Nephrologist and Telecare chief medical officer Christopher Sia has seen Dargo resident Lorraine Paul multiple times using HoloLens to consult her on her kidney problems.
He said the technology allowed doctors to provide better quality healthcare.
“It makes me feel like I’m in the room with the patient and the nurse acts as my eyes and my ears,” Dr Sia said.
“HoloLens gives really good resolution, really good quality pictures, and also is more mobile than a standard webcam.”
He said it was important to assess people’s fluid state accurately by looking at their legs for any signs of fluid overload, which was easier to do through HoloLens.
Ms Paul had previously travelled more than an hour for a telehealth appointment in the nearest regional city of Bairnsdale.
“With the HoloLens, it’s a lot easier, because you pick out a special day and you don’t have to go anywhere,” she said.
Dargo Bush Nursing Centre nurse Sarah Carr said the technology allowed her to feel more confident and supported in her job.
“It allows for us to actually pinpoint any areas of concern or interest that the GP or the specialists may like to look at,” she said.
“To have someone who’s specialised, experienced at the other end, seeing what I’m seeing, that makes a huge difference for my treatment and care.”
East Gippsland to benefit
Bairnsdale Regional Health Service has purchased 12 HoloLens units to distribute across bush nursing centres at Dargo, Cann River, Gelantipy, Swifts Creek, Buchan and Ensay, as well as some hospitals and aged care facilities.
Microsoft physician Nick Woods said the technology should improve access to specialist healthcare in remote areas.
“I see this as another case for how we can better connect patients and the community without them having to make that 4.5-hour trip back to Melbourne for a specialist consultation,” Dr Woods said.
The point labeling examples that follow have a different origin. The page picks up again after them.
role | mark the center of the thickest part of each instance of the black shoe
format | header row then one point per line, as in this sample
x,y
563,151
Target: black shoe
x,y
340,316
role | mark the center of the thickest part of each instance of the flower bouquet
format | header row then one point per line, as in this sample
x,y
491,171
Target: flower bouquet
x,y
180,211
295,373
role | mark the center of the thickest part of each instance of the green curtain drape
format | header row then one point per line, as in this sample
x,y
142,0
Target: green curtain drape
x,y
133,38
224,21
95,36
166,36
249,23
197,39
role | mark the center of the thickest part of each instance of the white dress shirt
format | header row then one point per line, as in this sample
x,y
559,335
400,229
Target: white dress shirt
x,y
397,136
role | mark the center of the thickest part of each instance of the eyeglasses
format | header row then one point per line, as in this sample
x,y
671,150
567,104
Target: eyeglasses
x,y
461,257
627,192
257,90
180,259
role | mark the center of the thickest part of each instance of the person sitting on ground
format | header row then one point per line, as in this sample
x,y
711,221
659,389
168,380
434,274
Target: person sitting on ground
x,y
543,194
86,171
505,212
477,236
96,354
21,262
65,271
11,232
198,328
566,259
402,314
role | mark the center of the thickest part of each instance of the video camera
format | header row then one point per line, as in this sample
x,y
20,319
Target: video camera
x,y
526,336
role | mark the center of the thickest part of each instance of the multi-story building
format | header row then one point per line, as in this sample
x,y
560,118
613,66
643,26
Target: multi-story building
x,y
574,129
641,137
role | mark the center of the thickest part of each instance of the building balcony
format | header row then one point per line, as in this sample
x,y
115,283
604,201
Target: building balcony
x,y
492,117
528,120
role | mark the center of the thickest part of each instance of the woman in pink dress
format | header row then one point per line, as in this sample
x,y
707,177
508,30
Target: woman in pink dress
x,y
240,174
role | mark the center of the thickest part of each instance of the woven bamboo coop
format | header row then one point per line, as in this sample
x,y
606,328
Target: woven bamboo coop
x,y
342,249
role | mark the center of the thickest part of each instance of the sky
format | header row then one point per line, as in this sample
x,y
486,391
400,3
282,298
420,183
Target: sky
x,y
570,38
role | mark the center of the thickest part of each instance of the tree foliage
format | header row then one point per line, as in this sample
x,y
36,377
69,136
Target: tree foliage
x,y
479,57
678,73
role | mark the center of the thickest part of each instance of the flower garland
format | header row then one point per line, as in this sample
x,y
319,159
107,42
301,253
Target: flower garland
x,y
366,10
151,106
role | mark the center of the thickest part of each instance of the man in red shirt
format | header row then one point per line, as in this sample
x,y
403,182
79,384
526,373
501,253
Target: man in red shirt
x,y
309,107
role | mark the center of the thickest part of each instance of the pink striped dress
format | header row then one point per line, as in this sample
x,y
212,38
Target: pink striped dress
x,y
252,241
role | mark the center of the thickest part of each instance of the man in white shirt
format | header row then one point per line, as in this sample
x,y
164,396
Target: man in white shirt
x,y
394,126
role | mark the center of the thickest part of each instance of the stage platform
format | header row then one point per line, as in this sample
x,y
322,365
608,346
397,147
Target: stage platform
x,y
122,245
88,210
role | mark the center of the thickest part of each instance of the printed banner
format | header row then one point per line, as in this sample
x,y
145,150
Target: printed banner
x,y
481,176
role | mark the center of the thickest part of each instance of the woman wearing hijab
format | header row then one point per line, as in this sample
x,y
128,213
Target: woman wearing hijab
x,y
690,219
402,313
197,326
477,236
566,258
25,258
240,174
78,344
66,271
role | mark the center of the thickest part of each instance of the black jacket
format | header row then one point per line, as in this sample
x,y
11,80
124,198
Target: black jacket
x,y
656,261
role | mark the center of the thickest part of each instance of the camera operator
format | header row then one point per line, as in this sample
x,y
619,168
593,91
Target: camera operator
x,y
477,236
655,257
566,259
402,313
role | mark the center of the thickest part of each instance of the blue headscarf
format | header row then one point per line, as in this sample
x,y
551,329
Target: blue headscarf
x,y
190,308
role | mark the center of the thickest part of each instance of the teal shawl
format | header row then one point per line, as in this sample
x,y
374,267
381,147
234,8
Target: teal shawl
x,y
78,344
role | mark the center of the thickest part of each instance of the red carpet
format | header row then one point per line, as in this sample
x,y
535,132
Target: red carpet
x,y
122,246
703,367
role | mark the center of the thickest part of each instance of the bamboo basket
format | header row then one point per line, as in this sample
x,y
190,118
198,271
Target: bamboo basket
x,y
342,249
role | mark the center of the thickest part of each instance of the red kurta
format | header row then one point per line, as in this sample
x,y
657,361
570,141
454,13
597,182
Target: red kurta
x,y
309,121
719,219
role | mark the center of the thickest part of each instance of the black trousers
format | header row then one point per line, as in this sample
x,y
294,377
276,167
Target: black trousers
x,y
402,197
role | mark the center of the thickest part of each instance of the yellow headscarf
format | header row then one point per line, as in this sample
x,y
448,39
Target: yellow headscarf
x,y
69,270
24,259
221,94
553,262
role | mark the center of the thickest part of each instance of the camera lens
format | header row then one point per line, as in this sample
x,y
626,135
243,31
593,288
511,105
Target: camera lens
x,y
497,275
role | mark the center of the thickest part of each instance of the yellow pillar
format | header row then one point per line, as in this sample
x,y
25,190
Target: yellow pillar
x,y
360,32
Dr Sia said travel time was often a barrier for people needing specialist care, leading them to avoid seeking treatment.
“It’s important that we pick up disease early rather than delaying care and allowing these presentations to become more severe and having to deal with more severe complicated illness down the track,” he said.
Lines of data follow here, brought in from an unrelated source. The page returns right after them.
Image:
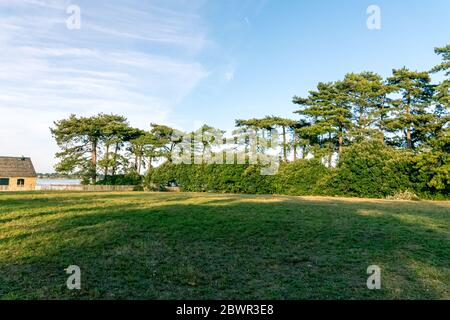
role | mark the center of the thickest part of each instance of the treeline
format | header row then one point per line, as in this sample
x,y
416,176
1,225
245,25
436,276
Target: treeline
x,y
403,117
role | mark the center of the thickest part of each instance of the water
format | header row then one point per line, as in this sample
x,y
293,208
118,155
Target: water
x,y
57,182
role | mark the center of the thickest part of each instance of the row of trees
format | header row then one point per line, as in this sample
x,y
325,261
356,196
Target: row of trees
x,y
405,111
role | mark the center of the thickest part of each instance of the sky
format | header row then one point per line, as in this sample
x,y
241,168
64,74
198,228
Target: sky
x,y
184,63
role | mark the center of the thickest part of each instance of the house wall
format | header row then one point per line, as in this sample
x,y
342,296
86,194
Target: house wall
x,y
30,184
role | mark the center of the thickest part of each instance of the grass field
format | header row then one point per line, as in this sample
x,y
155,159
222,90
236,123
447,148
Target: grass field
x,y
202,246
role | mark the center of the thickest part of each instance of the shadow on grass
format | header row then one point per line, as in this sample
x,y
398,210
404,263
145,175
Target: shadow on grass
x,y
179,246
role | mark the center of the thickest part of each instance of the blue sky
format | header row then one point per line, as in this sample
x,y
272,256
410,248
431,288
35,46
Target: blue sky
x,y
185,63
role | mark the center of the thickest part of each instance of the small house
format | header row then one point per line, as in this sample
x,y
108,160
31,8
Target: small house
x,y
17,174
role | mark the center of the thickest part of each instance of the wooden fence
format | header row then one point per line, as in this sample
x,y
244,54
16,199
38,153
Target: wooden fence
x,y
71,188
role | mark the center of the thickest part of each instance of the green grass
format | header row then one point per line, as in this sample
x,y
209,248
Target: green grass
x,y
206,246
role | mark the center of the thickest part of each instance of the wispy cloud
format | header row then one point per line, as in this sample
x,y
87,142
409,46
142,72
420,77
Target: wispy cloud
x,y
137,60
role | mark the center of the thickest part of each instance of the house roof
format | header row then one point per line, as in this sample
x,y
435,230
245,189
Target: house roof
x,y
16,167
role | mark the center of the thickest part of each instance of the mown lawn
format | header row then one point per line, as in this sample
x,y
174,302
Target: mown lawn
x,y
206,246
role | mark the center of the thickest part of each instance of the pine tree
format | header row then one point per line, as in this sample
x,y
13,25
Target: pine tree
x,y
410,113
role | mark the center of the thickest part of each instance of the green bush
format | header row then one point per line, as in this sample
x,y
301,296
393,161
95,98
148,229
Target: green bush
x,y
210,178
368,169
372,169
301,177
131,179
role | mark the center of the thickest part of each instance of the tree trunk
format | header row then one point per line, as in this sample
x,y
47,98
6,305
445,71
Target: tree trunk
x,y
116,150
408,128
107,160
94,161
139,166
295,146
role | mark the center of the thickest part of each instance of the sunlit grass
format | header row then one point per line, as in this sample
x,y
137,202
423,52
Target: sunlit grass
x,y
199,246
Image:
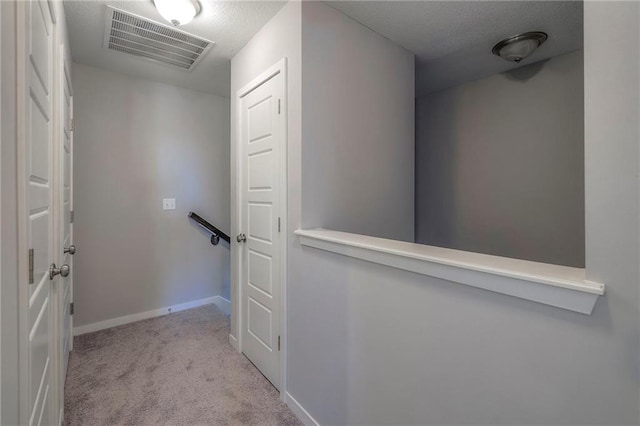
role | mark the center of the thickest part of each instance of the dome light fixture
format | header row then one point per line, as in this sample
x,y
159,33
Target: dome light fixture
x,y
518,47
178,12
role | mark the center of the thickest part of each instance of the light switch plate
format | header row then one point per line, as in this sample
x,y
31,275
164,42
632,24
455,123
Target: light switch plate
x,y
168,204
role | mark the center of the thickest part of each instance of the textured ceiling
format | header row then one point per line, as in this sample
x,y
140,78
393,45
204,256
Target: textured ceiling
x,y
230,24
452,40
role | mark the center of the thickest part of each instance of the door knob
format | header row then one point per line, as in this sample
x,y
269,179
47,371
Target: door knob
x,y
63,270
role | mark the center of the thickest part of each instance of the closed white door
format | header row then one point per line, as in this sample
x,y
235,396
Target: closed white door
x,y
63,288
37,225
261,142
67,249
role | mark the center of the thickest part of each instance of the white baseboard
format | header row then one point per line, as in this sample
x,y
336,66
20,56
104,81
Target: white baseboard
x,y
223,304
114,322
233,342
299,411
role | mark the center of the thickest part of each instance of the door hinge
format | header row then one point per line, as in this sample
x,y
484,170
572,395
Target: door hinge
x,y
30,266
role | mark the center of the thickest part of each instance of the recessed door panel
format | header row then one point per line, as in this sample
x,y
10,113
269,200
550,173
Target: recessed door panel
x,y
261,140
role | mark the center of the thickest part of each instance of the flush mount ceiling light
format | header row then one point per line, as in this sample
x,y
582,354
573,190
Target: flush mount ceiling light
x,y
518,47
178,12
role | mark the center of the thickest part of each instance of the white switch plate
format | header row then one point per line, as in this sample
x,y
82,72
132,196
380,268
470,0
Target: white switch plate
x,y
168,204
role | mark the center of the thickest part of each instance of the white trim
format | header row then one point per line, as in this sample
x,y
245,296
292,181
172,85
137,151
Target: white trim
x,y
223,304
114,322
299,411
233,342
279,67
554,285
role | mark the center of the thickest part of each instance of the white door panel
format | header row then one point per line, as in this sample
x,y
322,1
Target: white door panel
x,y
261,142
36,29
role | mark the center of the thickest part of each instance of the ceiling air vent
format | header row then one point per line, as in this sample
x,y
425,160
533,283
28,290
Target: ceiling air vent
x,y
128,33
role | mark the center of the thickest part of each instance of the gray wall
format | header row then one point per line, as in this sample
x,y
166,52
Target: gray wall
x,y
136,142
360,172
369,344
500,164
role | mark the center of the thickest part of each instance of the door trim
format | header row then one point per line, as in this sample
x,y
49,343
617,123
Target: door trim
x,y
279,67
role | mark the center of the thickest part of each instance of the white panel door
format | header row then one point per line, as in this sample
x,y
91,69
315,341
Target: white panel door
x,y
67,248
35,70
64,249
261,142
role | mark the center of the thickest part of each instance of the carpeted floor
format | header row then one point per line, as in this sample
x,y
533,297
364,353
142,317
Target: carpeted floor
x,y
174,370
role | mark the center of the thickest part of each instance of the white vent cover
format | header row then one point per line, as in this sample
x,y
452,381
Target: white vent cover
x,y
128,33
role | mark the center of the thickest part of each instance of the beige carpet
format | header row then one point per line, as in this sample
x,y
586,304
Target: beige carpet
x,y
174,370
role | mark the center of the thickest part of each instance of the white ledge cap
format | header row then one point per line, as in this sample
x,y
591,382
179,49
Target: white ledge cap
x,y
554,285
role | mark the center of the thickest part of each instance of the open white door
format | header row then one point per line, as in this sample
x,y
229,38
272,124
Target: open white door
x,y
65,249
36,222
261,145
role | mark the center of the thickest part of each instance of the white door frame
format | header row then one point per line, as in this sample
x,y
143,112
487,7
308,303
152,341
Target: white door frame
x,y
279,67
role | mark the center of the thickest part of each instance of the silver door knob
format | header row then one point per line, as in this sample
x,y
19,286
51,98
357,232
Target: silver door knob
x,y
63,271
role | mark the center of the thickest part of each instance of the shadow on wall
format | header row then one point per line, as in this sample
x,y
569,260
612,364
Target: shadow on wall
x,y
500,164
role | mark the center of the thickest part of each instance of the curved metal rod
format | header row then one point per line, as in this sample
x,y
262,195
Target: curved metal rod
x,y
216,234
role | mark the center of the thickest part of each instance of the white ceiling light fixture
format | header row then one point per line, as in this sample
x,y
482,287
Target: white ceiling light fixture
x,y
518,47
178,12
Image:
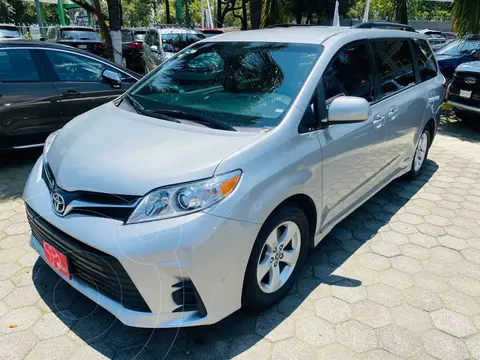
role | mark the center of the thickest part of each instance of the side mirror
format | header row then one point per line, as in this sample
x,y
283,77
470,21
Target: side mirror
x,y
112,77
349,109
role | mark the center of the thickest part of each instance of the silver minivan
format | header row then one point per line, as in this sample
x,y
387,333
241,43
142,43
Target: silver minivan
x,y
201,189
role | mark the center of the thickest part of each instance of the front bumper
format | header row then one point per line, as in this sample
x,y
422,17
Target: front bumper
x,y
208,251
464,107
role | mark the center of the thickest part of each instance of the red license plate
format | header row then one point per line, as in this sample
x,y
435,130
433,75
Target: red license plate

Bairnsdale Regional Health Service chief executive Robyn Hales said HoloLens was economical, costing about $5,500 per unit.
“If we can get patients that utilise that on a really regular basis, decrease people’s travel, decrease ambulances needing to go out and collect patients, that provides really timely care, which is a significant cost saver,” she said.
The health service is now collaborating with a Melbourne-based university to research how HoloLens can be used for a range of diagnostic tools including stethoscopes and electro-cardiogram monitoring.
“I think there’s opportunities for other regional and remote areas in Australia to think about this technology,” Dr Woods said.